そのときだった。担任の先生が、みんなの作業があまり進んでいないのを見て、「皆さん、どうですか。箱を使う工作なので、自動車や汽車は作りやすいですよね。でも、オートバイはできませんよ」と笑いながらおっしゃった。多分、先生の発言の意図は、遅れ気味であった生徒の工作を促すためのものであったに違いない。
想定どおりに蒸気機関車と客車をほぼ仕上げて、多少手持ち無沙汰にしていた実は、この先生の言葉で、いきなり「発奮スイッチ」が入ってしまった。

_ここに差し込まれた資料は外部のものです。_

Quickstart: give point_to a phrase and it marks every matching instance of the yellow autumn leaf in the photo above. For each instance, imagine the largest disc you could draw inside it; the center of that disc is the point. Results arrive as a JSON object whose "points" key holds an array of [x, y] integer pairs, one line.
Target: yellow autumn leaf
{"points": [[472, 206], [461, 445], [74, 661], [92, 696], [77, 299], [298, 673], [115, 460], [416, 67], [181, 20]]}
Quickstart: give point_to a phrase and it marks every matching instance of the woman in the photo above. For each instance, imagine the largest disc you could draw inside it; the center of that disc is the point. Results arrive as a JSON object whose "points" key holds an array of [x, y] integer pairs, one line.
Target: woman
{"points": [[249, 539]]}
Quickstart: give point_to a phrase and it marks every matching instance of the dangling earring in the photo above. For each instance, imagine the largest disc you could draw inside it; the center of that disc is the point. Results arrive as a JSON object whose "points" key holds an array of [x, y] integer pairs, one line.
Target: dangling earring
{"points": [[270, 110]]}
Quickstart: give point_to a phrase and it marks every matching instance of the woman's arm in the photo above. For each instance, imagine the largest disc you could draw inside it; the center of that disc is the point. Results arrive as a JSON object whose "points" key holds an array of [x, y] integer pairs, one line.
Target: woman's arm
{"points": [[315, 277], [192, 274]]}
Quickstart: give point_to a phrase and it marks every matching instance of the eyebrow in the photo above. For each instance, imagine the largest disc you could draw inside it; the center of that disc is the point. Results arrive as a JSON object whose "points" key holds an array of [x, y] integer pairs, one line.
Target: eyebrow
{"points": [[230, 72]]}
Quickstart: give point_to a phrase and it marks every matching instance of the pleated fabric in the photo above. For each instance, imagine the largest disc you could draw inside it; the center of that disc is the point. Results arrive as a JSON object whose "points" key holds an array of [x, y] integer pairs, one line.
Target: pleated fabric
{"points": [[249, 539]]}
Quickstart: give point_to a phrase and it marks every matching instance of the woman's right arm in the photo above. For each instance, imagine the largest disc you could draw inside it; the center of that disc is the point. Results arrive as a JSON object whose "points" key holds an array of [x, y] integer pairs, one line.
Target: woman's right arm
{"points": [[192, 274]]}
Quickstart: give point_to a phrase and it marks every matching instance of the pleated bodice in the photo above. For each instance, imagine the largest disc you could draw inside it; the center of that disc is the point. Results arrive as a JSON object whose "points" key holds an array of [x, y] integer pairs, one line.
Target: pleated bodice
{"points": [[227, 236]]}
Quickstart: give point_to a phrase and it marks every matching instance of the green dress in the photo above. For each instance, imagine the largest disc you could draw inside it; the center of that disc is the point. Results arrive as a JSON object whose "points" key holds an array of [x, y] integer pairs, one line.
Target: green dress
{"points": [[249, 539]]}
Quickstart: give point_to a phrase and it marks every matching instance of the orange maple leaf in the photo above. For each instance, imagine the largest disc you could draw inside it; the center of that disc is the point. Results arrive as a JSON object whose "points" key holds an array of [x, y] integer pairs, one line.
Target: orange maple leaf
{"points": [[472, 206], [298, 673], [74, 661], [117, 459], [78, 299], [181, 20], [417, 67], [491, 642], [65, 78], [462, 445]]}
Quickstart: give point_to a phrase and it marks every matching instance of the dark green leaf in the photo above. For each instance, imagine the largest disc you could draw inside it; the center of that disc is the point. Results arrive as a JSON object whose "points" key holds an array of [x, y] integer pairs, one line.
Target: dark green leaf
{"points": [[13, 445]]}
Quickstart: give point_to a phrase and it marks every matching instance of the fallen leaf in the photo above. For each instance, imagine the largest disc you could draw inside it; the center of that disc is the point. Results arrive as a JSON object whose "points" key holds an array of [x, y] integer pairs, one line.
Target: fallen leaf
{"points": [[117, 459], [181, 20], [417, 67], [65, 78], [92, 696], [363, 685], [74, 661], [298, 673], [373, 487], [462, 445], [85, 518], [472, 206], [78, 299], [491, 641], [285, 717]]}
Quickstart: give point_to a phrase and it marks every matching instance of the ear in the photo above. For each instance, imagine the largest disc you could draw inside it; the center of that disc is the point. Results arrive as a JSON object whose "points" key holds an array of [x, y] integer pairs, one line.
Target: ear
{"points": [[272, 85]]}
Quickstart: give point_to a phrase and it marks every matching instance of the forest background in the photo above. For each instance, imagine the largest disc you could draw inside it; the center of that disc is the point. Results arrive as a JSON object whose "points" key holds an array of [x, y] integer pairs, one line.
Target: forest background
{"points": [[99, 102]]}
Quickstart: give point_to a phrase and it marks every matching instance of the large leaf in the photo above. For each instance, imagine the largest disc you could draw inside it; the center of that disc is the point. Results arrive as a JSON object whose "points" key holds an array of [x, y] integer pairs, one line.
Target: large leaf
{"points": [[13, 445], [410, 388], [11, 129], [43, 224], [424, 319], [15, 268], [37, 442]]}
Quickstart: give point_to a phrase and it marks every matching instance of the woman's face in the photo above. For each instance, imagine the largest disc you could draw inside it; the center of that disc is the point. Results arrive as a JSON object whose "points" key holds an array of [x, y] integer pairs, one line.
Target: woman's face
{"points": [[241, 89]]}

そのまま提出すれば、間違いなく「最高点」が取れていたであろう作品「蒸気機関車と客車」を、何を思ったかいきなりつぶして、どうすればオートバイができるか考え始めてしまったのだ。
「オートバイができないはずはない」
残り時間は50分、何度も簡単な図面を描きながら、箱とその材料を使ってどうすればオートバイを作れるか考えてみたが、なかなか考えがまとまらなかった。そうこうしているうちに、先生から「残り時間10分です、できた人から先生に作品を見せてください」とのお話があり、同級生たちが次々に先生に作品を見せていた。
結局、時間切れとなった実は、工作用紙にオートバイの絵を描いて切り抜き、それをスタンドで立てかけただけの作品を先生に見せることになった。相当焦っていたこともあり、冷や汗びっしょりだった。完全な失敗作であった。
「蒸気機関車と客車」のままにしておけばよかったととても悔やんだが、一方で、そんな思い切った行動ができる自分にも正直驚いていた。
実の作品を見た先生は、苦笑いしながら「いつもの坂入君だったら、もっとよい作品ができたんじゃないの」と、先生の成績表に実の点数をつけていた。